Cloudflare-specific extras

useAgentChat exposes three values that useChat does not:

  • clearHistory() sends a cf_agent_chat_clear frame and wipes the Durable Object's SQLite store. Bind it to a "Clear chat" button if you need server-side history reset; setMessages([]) alone only clears the client view.
  • isServerStreaming is true while the server is pushing tokens, independent of client-initiated request state. Use it for a universal streaming indicator.
  • isToolContinuation distinguishes "server auto-continuing after a tool result" from "user just sent a new message". Useful for typing-indicator gating.

Destructure these alongside chat and pass them into your UI directly; they don't need to flow through the runtime.

setMessages round-trips through the Durable Object

useAgentChat overrides setMessages to broadcast the new list over the WebSocket so the Durable Object's SQLite history stays in sync. This means assistant-ui's onImport, onEdit, onReload, and pending-tool cancellation paths all persist server-side automatically. The tradeoff is one extra WebSocket round-trip per mutation, which can race if the connection is lagging; assume eventual consistency, not transactional.

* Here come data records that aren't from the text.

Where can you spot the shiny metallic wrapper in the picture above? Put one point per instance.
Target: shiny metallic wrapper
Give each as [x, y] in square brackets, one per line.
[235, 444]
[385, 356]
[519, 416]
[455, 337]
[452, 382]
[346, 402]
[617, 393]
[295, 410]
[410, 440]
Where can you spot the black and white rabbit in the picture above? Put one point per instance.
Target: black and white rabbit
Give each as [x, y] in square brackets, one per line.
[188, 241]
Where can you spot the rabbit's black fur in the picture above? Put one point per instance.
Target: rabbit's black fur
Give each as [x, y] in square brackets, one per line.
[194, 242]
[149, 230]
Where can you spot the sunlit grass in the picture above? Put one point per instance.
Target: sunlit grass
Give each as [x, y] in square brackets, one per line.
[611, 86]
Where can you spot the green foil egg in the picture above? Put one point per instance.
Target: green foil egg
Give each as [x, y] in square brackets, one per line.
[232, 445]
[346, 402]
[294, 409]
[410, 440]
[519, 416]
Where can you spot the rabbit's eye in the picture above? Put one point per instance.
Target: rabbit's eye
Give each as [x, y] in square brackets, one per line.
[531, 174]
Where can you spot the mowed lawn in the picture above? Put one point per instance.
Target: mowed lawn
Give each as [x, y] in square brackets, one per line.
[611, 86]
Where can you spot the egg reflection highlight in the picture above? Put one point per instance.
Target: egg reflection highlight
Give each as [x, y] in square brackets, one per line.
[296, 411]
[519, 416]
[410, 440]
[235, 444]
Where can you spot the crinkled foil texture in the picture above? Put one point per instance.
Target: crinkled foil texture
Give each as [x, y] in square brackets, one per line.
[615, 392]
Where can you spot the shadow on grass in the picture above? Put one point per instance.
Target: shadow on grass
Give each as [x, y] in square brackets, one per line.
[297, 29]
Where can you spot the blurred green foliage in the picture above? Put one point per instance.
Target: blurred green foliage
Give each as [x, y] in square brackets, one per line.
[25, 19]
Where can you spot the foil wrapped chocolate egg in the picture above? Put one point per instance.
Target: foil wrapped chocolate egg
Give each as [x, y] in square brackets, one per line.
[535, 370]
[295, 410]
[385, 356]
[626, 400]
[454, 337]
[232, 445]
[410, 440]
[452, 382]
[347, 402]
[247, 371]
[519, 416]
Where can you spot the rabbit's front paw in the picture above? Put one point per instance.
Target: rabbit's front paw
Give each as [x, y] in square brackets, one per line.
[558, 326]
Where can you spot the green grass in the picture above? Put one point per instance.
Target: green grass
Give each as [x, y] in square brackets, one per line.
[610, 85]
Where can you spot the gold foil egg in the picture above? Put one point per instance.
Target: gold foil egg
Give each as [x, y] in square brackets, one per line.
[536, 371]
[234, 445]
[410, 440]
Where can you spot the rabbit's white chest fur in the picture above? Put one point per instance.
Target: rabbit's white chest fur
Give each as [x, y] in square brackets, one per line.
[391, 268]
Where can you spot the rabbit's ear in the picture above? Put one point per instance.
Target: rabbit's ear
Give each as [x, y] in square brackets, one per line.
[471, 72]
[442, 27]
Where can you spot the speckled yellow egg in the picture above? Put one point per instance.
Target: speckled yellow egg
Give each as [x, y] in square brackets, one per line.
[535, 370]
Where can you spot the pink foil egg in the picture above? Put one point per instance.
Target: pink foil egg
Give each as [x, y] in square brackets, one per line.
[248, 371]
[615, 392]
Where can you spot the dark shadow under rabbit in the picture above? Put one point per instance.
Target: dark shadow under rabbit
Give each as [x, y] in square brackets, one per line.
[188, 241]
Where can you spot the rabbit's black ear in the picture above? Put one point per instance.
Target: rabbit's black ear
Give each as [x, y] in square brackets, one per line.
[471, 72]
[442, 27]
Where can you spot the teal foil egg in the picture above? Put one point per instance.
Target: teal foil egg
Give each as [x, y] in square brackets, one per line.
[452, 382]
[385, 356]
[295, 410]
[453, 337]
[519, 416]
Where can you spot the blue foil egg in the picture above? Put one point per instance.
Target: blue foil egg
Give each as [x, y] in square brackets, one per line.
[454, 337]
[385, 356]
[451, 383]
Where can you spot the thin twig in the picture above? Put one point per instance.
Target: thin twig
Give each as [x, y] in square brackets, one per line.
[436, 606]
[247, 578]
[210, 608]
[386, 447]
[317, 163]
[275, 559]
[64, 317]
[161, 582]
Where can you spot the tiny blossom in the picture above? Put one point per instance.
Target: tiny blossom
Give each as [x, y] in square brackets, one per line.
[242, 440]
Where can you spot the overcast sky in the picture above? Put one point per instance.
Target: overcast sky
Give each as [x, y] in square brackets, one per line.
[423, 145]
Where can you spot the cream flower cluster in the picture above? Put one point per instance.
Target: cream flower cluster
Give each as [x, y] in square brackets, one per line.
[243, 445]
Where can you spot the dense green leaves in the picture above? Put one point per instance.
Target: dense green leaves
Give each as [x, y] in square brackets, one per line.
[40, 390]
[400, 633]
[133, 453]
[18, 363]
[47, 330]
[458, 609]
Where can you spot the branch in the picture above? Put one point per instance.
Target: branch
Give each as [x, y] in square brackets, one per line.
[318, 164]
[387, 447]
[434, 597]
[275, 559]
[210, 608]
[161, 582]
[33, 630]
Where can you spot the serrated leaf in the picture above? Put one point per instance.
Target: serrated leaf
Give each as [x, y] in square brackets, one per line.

Authenticate the Worker before going to production

routeAgentRequest accepts any client that knows the agent class and name. If you derive name from a user ID (as recommended for per-user history), any client that knows or guesses another user's ID can connect to that Durable Object and read its full message log. Before deploying:

  • Gate the fetch handler with a header or cookie check (e.g. a JWT issued by your auth backend), and only call routeAgentRequest after the request is authenticated.
  • Pass the same credential from the frontend via useAgent's headers or query options so the WebSocket upgrade carries it.
  • Tighten the CORS Access-Control-Allow-Origin to an explicit allowlist; the wildcard in the example above is for local development only.

Version stability

agents and @cloudflare/ai-chat are pre-1.0 and ship breaking changes between minor versions. Pin both to exact versions in package.json and read the Cloudflare changelog before bumping. The useAgentChat return shape has been additive since 0.3.0, so the integration above should keep working across patch releases.